Liberal ekonomi anlayışının, global ekonomi anlayışının kendi başına herkes için mutlak refahı, zenginliği ve mutluluğu güvence altına alacağı varsayımının gerçeklerden kopuk olduğunun ortaya çıktığını belirten Baykal, Türkiye'nin yaklaşmakta olan bu büyük global krize kendisini yeterince hazırlamadığını savundu.

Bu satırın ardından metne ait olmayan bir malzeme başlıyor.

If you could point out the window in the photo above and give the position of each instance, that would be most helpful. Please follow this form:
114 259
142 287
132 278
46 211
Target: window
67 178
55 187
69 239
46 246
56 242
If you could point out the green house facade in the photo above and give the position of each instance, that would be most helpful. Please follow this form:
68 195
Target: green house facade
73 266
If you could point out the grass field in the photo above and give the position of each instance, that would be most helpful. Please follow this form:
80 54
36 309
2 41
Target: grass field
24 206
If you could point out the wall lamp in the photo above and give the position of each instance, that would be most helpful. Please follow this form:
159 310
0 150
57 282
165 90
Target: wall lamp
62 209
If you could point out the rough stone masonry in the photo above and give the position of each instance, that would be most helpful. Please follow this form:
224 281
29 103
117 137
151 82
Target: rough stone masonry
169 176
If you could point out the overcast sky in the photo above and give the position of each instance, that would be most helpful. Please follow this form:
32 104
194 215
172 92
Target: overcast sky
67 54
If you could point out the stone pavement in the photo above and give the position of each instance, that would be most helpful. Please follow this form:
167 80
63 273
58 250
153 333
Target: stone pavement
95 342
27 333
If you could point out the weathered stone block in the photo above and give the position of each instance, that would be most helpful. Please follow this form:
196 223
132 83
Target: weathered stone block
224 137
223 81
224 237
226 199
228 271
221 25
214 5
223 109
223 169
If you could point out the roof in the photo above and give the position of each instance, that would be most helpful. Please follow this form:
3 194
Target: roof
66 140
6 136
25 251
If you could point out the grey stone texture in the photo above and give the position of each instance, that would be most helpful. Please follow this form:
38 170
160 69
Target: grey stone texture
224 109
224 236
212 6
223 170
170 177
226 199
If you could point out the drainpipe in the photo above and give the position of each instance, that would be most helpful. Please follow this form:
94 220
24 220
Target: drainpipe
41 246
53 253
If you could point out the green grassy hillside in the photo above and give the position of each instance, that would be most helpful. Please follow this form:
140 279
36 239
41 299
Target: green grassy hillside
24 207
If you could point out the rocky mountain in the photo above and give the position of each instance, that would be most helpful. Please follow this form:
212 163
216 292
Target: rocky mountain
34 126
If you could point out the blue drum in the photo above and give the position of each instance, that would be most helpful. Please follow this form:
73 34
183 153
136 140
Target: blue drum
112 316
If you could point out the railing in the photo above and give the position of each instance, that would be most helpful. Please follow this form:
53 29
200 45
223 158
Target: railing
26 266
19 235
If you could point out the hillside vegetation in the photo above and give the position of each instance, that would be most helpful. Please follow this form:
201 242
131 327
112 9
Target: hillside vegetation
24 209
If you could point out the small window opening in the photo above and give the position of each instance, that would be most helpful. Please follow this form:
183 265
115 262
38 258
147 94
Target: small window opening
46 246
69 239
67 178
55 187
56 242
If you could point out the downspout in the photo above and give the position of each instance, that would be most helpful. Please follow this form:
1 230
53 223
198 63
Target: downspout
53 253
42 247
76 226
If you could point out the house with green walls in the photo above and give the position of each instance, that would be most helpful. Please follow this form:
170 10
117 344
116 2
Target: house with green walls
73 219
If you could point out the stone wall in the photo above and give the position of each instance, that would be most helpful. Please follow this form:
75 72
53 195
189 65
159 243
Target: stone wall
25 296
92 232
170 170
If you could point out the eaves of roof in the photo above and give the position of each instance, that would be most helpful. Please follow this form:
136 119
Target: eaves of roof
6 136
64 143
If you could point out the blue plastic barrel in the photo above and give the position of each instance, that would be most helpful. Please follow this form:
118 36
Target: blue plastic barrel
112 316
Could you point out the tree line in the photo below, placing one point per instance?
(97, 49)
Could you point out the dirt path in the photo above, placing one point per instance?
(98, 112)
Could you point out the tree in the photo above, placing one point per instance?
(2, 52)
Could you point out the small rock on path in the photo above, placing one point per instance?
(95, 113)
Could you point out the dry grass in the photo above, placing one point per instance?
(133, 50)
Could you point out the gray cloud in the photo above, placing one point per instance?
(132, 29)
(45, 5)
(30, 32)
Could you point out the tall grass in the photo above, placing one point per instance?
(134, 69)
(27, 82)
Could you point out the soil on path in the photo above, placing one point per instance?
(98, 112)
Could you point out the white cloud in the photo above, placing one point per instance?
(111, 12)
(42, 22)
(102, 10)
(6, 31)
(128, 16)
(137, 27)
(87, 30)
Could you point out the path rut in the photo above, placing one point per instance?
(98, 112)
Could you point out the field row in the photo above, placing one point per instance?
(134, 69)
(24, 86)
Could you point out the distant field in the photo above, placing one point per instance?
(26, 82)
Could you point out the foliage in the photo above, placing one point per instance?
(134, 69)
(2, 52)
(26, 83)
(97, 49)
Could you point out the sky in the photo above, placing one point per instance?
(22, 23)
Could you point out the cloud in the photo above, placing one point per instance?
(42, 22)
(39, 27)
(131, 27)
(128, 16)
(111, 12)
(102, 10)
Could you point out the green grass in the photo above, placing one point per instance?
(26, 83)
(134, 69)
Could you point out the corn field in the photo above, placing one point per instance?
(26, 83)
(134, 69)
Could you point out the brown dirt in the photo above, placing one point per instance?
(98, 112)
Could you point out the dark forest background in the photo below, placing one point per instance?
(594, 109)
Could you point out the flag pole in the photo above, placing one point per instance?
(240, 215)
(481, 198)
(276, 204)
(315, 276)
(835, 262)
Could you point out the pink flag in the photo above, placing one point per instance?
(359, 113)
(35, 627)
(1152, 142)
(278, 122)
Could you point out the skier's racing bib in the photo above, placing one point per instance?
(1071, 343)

Baykal, Türkiye'nin bu kriz karşısında iki önemli ve ters yönde gelişme ile karşı karşıya olduğunu ifade etti. Türkiye'de 2001 yılında yaşanan krizden sonra bankacılık alanında atılmış adımların, bankaların mali konumunu sağlamlaştırmaya yönelik tedbirlerin bankacılık sistemini güvenceli bir noktaya getirdiğinin yaşanan krizle ortaya çıktığını belirten Baykal, bunun memnuniyet verici olduğunu söyledi. Baykal, bunun AK Parti hükümeti öncesinde başlayan sürecin ortaya çıkardığı bir gelişme olduğunu kaydetti.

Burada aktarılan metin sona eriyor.